File:Datest Dendrogram PCP.JPG

Datest_Dendrogram_PCP.JPG(600 × 600 pixels, file size: 38 KB, MIME type: image/jpeg)


Summary

Description
English: This picture has been created with MD*Tech XploRe.


Dendrogram

This chart is the graphical representation of the clustering algorithm. For more detailed interpretation check en:Analysis of Tuberculosis.

Parallel Coordinate Plot

This plot shows the values of the cluster means (cluster = groups found in the data) on a vertical standardized axis. For interpretation check en:Analysis of Tuberculosis.

Usage of the Program

This program provides the opportunity to compute different numbers of clusters with several distance measures and clustering algortihms. Default settings are the computation of 3 clusters, usage of the euclidean distance and the Ward clustering algorithm.
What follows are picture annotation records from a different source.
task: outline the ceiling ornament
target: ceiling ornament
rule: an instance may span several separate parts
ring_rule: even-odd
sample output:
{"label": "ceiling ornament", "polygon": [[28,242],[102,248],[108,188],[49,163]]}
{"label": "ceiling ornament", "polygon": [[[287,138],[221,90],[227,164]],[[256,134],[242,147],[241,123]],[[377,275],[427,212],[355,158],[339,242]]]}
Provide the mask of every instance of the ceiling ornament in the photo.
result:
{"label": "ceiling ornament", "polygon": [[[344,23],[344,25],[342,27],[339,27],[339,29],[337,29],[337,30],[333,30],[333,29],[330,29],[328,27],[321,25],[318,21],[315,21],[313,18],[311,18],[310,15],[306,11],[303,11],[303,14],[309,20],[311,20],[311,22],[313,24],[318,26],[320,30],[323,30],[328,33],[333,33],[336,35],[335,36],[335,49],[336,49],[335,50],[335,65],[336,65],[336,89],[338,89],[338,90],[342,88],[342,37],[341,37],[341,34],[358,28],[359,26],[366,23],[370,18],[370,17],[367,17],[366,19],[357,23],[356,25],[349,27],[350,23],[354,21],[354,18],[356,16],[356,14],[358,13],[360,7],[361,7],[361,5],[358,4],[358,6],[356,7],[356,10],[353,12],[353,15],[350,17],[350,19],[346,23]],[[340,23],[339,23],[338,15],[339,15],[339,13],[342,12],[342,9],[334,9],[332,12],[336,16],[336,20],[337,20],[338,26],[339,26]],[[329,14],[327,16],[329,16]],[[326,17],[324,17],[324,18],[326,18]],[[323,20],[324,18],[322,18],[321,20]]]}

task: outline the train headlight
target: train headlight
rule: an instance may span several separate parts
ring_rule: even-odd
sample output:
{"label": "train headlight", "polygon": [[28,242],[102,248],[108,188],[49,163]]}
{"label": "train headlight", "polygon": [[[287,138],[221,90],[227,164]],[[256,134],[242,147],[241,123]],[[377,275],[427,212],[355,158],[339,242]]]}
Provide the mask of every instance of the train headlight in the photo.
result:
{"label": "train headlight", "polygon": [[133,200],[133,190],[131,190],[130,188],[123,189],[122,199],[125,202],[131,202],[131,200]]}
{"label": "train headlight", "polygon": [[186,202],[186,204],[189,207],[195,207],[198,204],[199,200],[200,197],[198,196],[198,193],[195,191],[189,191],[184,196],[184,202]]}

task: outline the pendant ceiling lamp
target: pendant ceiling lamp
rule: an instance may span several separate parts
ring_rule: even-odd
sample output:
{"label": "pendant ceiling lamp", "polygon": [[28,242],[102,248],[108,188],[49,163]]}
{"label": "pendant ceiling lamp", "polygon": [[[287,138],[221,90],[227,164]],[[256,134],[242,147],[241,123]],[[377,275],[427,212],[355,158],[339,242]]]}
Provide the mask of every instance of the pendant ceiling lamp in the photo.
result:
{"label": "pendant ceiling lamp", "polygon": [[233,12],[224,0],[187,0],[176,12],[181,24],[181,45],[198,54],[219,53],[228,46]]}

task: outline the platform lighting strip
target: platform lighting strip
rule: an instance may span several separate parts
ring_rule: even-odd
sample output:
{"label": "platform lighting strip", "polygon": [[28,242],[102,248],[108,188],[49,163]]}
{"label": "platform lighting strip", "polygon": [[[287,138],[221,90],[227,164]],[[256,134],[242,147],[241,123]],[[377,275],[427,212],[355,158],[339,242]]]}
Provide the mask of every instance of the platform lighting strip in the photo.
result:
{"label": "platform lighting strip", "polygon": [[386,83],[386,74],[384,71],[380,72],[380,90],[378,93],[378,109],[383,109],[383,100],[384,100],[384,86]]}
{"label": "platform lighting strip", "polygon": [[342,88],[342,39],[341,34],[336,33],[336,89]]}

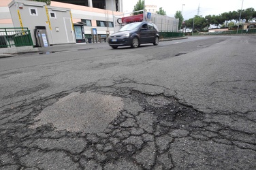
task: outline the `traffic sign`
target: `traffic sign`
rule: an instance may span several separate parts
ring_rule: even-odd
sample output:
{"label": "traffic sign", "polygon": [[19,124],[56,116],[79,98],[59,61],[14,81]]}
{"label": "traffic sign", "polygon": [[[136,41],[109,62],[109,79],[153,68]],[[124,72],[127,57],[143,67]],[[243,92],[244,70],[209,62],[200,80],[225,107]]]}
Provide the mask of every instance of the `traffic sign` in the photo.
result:
{"label": "traffic sign", "polygon": [[148,12],[146,14],[146,18],[148,18],[148,19],[150,19],[151,18],[151,13],[150,12]]}

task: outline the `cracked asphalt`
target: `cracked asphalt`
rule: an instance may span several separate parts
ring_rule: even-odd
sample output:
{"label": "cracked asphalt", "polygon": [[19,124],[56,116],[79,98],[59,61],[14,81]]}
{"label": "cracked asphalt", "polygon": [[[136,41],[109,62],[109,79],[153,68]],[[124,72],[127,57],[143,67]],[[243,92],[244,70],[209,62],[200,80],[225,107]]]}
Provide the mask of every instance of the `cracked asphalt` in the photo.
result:
{"label": "cracked asphalt", "polygon": [[0,169],[256,169],[255,37],[192,40],[1,58]]}

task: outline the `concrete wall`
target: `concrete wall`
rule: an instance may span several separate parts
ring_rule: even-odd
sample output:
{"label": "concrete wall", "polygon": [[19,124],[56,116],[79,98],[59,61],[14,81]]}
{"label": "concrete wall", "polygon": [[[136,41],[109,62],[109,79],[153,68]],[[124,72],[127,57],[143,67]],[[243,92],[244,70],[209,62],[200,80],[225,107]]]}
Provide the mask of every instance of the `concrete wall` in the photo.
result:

The output contains the text vectors of the the country names falling into each cluster as well as the cluster means and variances. Furthermore, the PCP (Parallel Coordinate Plot) of cluster means is plotted to give a first insight into differences between the groups found in the data. Finally, the cluster information can be saved to new files for ongoin analysis (clusters could, for instance, be checked for outliers with the the outlier program that can be found here).

Program Code

Attention! For repeating the computation a transformed dataset is needed! If you have not yet computated and saved the transformation, run the program for transformation on the wikipage en:Analysis of Tuberculosis first!


library("xplore")
library("stats")

; ----- Reading Data ---------------------------------------------------------------------------

choose = "Read data from:"

defaults = "C:\Dokumente und Einstellungen\All Users\Desktop\UN_data_ordered.csv"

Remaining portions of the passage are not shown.